#1
  1. No Profile Picture
    Registered User
    Devshed Newbie (0 - 499 posts)

    Join Date
    Nov 2012
    Posts
    4
    Rep Power
    0

    How to filter csv.reader data?


    I'm a little lost in how to modify the content loaded into the csv.reader. Any help be appreciated..

    Thanks..

    Code:

    with open(infile, 'rb') as f:
    output = csv.reader( (line.replace('\0','') for line in f) , delimiter='|',quotechar = '"')
    out_csv = csv.writer(open('C:\BHV\BHV_output.csv', 'ab'))

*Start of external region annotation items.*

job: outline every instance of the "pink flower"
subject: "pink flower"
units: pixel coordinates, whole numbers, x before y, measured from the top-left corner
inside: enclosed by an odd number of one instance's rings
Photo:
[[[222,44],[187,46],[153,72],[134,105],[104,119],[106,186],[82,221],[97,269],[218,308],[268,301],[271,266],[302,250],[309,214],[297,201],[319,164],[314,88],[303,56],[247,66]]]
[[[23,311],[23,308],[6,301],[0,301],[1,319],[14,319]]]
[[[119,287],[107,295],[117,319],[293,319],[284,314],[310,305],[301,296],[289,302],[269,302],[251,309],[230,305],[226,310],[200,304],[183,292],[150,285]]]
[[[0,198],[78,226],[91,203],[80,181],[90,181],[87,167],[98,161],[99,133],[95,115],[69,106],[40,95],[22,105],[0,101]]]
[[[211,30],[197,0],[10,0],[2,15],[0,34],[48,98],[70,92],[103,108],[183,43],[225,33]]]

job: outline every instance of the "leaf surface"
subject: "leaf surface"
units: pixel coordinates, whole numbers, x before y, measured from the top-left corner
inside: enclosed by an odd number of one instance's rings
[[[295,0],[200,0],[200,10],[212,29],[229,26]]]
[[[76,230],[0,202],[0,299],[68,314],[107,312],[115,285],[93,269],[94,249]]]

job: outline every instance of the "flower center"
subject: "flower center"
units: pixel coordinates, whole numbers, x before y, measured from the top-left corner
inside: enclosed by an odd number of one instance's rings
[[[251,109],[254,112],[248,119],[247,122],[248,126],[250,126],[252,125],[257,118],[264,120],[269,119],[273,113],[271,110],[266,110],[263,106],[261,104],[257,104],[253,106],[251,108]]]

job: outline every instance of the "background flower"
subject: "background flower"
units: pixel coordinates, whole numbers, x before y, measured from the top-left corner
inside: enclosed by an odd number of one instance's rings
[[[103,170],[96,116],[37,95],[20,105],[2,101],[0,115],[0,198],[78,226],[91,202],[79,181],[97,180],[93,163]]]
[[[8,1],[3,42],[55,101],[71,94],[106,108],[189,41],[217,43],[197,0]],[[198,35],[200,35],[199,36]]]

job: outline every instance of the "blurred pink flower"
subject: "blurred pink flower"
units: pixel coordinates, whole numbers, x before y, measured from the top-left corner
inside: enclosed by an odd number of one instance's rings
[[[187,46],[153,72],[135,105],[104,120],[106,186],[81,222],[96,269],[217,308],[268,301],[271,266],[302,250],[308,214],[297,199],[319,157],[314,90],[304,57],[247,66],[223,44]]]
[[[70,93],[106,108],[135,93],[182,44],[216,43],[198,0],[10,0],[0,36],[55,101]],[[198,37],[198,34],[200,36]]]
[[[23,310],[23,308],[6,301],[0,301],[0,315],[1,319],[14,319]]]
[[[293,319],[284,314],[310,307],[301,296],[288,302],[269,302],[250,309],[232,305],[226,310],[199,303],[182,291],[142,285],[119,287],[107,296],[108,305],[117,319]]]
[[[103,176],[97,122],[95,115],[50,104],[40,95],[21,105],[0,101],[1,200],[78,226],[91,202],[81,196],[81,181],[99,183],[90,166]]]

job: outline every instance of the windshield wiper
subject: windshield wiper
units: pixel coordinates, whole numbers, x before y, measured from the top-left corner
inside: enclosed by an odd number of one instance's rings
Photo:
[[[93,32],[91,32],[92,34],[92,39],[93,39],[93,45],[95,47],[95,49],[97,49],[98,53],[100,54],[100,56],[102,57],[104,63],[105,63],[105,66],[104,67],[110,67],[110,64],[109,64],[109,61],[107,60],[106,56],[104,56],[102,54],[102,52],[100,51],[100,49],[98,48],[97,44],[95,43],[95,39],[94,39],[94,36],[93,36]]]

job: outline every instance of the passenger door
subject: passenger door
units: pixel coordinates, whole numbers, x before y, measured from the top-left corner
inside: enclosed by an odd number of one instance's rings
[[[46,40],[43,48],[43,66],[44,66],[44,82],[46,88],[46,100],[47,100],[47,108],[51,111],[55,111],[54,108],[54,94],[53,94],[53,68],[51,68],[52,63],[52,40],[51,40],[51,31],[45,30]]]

    out_csv.writerows(output)


    # for row in output:
    # for col in row:
    # row = row.replace("notused","")

    # out_csv.writerow(new_row)

    # out_csv.writerows(replace(output,'notused','')
    # output = output[:-3]


    I would like suggestions to modify the output from:

    inotusedInbound,1350324983,,0054,6629,anonymous,0,1350324983.35,1350325007.758,Success,English,IVRH UP,10,NA,Y,Y

    ~notusedPrompt-and-Collect,1350325024,,0058,6629,Gather Customer Information,1350325025.419,1350325026.834,DTMF,2,Valid,100,1,NA,Y,N


    To look like this: (Remove blank line and remove characters from the first column)

    Inbound,1350324983,,0054,6629,anonymous,0,1350324983.35,1350325007.758,Success,English,IVRHUP,10,NA, Y,Y
    Prompt-and-Collect,1350325024,,0058,6629,Gather Customer Information,1350325025.419,1350325026.834,DTMF,2,Valid,100,1,NA,Y,N


    What seemed simple just left me digging for the correct funcion calls to modify the data before output to file..

    Thanks,
    Dave.
  2. #2
  3. No Profile Picture
    Contributing User
    Devshed Newbie (0 - 499 posts)

    Join Date
    Jul 2007
    Location
    Joensuu, Finland
    Posts
    439
    Rep Power
    67
    Adding CODE tags...

    Originally Posted by djonesyyz
    Code:
    with open(infile, 'rb') as f:
            output = csv.reader( (line.replace('\0','') for line in f) , delimiter='|',quotechar = '"')
    (I find it a trifle strange that you are READING a file named OUTPUT!)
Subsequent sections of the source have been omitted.